(Associated Press via NewsEdge) China is trying to tighten control over foreign investors in Internet ventures in a crackdown that a state newspaper said could see some companies stripped of operating licenses.
It wasn't clear how the crackdown might affect industry giants such as Yahoo, eBay, and Google, which have launched portals, search engines and e-commerce sites with local partners in China, the world's second-biggest online market.
Regulators say some foreign investors are using licenses, domain names or trademarks that are improperly shared by Chinese partners, the China Daily said.
A notice on the Web site of the Ministry of Information Industry, which regulates Internet businesses, orders companies to comply with rules on domain names and other regulations.
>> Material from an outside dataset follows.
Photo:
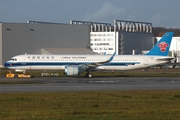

The crackdown adds possible legal complications for companies that have faced criticism from human rights activists for cooperating with the communist government's efforts to censor the Internet.
Regulators are eager to see benefits flow to Chinese companies, and require foreign investors to take on local partners and operate under rules that limit their ownership of ventures.
China capped foreign ownership stakes in Internet ventures at 50% under its World Trade Organization commitments to open markets to outside competitors.
Regulators say some have bought into Chinese companies without obtaining required government approval, while others fail to follow operating rules, the China Daily reported.
It said companies that fail to comply with the latest order could lose their operating licenses.